Prescient Therapeutics raises $7 million to fund cancer treatment pipeline
Biotech Prescient Therapeutics (ASX: PTX) has successfully raised $7 million to fund an expanded pipeline of innovative cancer treatments.
The clinical stage oncology company today announced it has received firm commitments from professional and sophisticated investors for the placement of 128.1 million shares priced at $0.055 each to raise over $7 million before costs.
The placement immediately follows a recently completed oversubscribed $6.5 million share purchase plan, bringing the total funds raised to $13.5 million. Following settlement of the placement, Prescient confirmed it will have more than $20.3 million cash on hand.
Prescient chief executive officer and managing director Steven Yatomi-Clarke said the strong response for the placement partly reflected the excess demand for the share purchase plan.

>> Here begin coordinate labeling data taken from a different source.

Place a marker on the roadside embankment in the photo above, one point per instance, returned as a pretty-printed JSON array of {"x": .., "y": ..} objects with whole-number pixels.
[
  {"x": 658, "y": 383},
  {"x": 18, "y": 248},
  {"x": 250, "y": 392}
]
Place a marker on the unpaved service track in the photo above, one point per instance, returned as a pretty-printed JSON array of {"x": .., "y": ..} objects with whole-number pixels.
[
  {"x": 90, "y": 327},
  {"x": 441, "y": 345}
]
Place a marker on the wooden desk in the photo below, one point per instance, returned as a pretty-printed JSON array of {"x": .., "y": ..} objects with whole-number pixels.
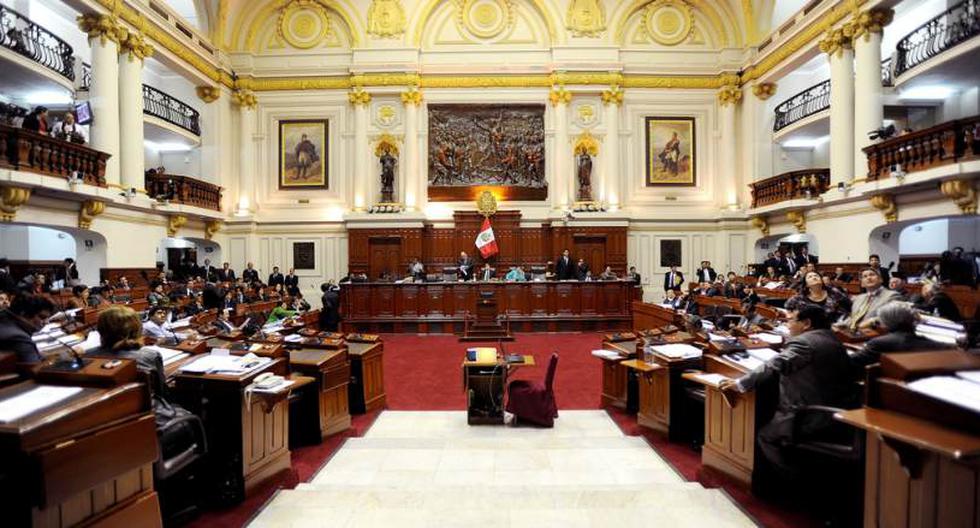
[
  {"x": 87, "y": 460},
  {"x": 246, "y": 443},
  {"x": 330, "y": 370},
  {"x": 367, "y": 387}
]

“Both existing and new shareholders have shown that they share Prescient’s enthusiasm for its expanded pipeline of innovative cancer treatments,” he said.
The placement shares are expected to be issued this Friday.
Use of funds
The company has assigned some of the funds for the development of targeted therapies and cell therapy enhancement programs.
“These funds will also be applied towards the development of OmniCAR, a next generation CAR-T platform that aims to significantly broaden CAR-T’s addressable market, while overcoming many limitations of existing CAR-T therapies,” Mr Yatomi-Clarke said.
“These represent tremendous market opportunities. We welcome new shareholders as they join us on our journey to develop innovative and personalised cancer therapies,” he added.
The placement funds will also be used for working capital and to pay the costs of the offer.
CAR-T technology
CAR-T technology is a type of cellular therapy that reprograms a cancer patient’s immune cells to recognise and destroy cancer.
Mr Yatomi-Clarke joined Small Caps last week in a podcast talking about Prescient’s next-generation CAR-T platform, OmniCAR.
“For the very first time, thanks to this brand new approach (CAR-T therapy) we’re seeing responses that we’ve not yet seen in cancer before that are akin to cures…Some are calling it the beginning of the end which is incredibly exciting to contemplate,” he said.
“The problem with cancer is that it’s mutated at surface just enough to avoid surveillance from the immune system, so the T-cells – the frontline soldiers of the immune system – don’t recognise the cancer anymore.”
Mr Yatomi-Clarke said Prescient’s technology modifies and trains the receptor of the T-cells in a patient’s own immune system so they can detect cancer again.
“We are seeing unparalleled cancer-killing capabilities with this type of therapy that has caused durable remissions in patients that have failed everything else… it’s a remarkably exciting new frontier of cancer [treatment] that we’re in,” he said.
Targeted therapies
Prescient’s other approach to cancer is targeted therapies and it is developing two drug candidates, PTX-100 and PTX-200.
Mr Yatomi-Clarke described targeted therapies as injectable medicines that “finds the mutations or drivers of the cancer and switches them off – so the things that make it divide in an uncontrolled manner”.
PTX-100 is currently in a pharmacokinetics/pharmacodynamics (PK/PD) basket study of hematological and solid malignancies, focusing on cancers with Ras and RhoA gene mutations. It is believed to be the only RhoA inhibitor in the world in clinical development, according to Prescient.
PTX-200 is a novel PH domain inhibitor that inhibits the Akt tumour survival pathway, which plays a role in the development of breast and ovarian cancers, as well as leukemia. It achieved encouraging results from a Phase 2a study on HER2-negative breast cancer, Phase 1b/2 in relapsed and refractory acute myeloid leukemia and Phase 1b in recurrent or persistent platinum resistant ovarian cancer.
Prescient also recently announced two of its assets are being assessed by the Doherty Institute in Melbourne for antiviral activity against SARS-CoV-2, the virus that causes COVID-19.